Security Analyst – Jeff Soehner CISSP, GXPN,GPYC,GMOB,GCIH

Security Breach can happen to you

Experts agree that 2015 will be a tipping point for most small to medium sized businesses when it comes to computer security. The average organization cost of data breach is now over 6 million dollars. For most of my clients their loss won’t be anywhere near those numbers but to understand the cost to you or your organization that is over $200 per record. Maybe it’s a list of your clients or your employee wages or perhaps it’s usernames and passwords for your organization. Do the math – these can add up to large scale loss for everyone.

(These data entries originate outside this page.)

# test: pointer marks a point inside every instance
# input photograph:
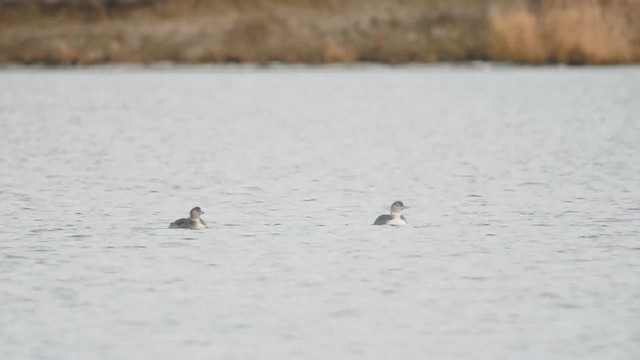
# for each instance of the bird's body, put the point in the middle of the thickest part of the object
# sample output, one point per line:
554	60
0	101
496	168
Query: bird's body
395	218
192	222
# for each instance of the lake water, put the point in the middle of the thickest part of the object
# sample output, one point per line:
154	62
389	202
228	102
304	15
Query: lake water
524	228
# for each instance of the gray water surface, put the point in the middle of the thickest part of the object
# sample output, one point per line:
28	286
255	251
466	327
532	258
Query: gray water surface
524	228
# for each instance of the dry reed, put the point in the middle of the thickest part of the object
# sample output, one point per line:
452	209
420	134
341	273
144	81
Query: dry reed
573	32
262	31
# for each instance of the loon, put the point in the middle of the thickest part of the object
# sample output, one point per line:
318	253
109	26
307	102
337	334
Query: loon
395	218
193	222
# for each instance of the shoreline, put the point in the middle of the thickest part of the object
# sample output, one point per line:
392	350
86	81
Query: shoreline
263	32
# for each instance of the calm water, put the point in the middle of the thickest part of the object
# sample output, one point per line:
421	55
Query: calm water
524	235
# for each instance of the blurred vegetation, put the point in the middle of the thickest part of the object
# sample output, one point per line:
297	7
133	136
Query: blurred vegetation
314	31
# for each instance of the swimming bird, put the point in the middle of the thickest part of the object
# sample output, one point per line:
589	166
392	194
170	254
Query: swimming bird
395	218
193	222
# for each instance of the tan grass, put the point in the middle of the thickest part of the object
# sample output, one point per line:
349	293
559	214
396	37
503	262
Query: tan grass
310	31
575	32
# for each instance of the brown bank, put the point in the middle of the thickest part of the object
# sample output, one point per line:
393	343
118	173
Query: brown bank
309	31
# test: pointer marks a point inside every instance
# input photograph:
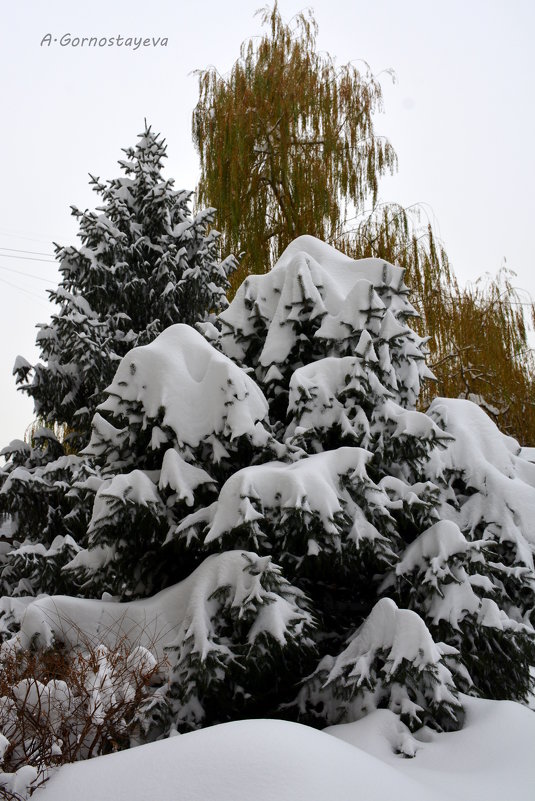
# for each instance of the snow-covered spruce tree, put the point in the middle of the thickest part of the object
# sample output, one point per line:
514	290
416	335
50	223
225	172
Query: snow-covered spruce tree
144	263
292	434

Among the top 5 threats for computer networks today are;

1. IoT – The Internet of things brings along convenience but those IP enabled devices are not without risk. As you purchase Wi-Fi enabled security systems, TVs, media devices, Network Area Storage, etc. we are seeing an increase in vulnerabilities that expose your network and help to increase your attack surface. They need to be monitored and maintained because they are not as secure as a computer or a server.
2. DDoS – The abilty to overwhelm your network with traffic is quite common and can easily be done by most consumers with a home network connection. If you require the Internet to do business you should evaluate whether you can operate without it. If not then you should consider protecting yourself against the real possibility that it could happen to you.
3. Social Media Attacks – If your business uses any cloud based or social media application you should review your authentication and user management policies to avoid a potential breach of your accounts. Hackers are now targeting online applications in order to infect your users and gain access to your networks through the use of Cross Site scripting vulnerabilities. All it takes to be infected is for an email to be clicked on and you can no longer rely that your AntiVirus will prevent any Trojans from getting through.
4. Mobile Malware – The volume of mobile devices beginning to enter your workplace and the ability to use your internet connection add a very large possibility that malware on a mobile device can get access to your corporate network. If you already allow users to have access to your network with any computerized devices you are probably at risk. You should consider controlling the access or monitor all of the devices by using a Mobile Device Management platform or you risk a possible breach to continue without your knowledge.
5. Third party Attacks – Many companies allow third party applications to connect with their own network assets but how safe are they? Large scale breaches have been shown to be caused by third party vulnerabilities and these occupy a ‘grey area’ when it comes to management (who is responsible to keep all applications up to date on those systems?). Many user agreements do not cover damages that can be caused by a lack of security practices and once the vulnerabilities have been exploited, hackers use those systems to pivot onto your networks and wreak havoc on your networks.

There are several methods you can implement that can help mitigate the risks.

1. Implement Monitoring – It is no longer safe practice to just implement a firewall you need to monitor all traffic coming into and out of your network. Hundreds of breaches in any network design have been traced to a failure to see IOC (Indicators of compromise). Not only do you need to record reams of data but you need to review them in order to determine what is normal behavior and what indicates a potential breach. There are devices available that can help you do that and although they can be complicated to implement, once properly deployed they can help you become aware of details that help you find attacks before they become too big.
2. End User security awareness – If you don’t already have a program in place you should consider a large scale awareness campaign surrounding security at your organization. It can be as simple as a regular talk over lunch or it  can involve testing to be sure that your employees have taken the necessary steps and understand your policies. You need to train your users about the do’s and don’ts of all aspects of your security. Physical security, passwords, email questions, sharing account credentials, staffing questions, etc. You need to protect all aspects of information leakage whereas hackers only need one of them.
3. Inventory all equipment – If you do not have an active list of your equipment, anything that is or was connected to your network, then take the time to make one and keep it up to date. Many organizations are leaking information that can be critical to your operations. Network devices that no longer are connected should be properly disposed of and /or their configurations need to be wiped. Improperly configured devices and anything with wireless access remain the largest risk to any organization – all of these devices need to be audited on an regular basis to manage the risk.
4. Review your Protection – Make sure that you update ALL software (this includes Operating systems and any third party applications) that are actively used on all networked computers. Update any firmware on devices that connect to your networks. Implement and maintain Antivirus software on any computer that is actively used to open emails or browse the Internet.

There are many different ways you can help protect yourself from attack but I wanted to point out the clear methods to avoid them. If you are aware of all of the different methods that can be used to gain access to your company or it’s information then you can help manage them. A failure to see them coming is a sure fire way to enable the attack over an over again.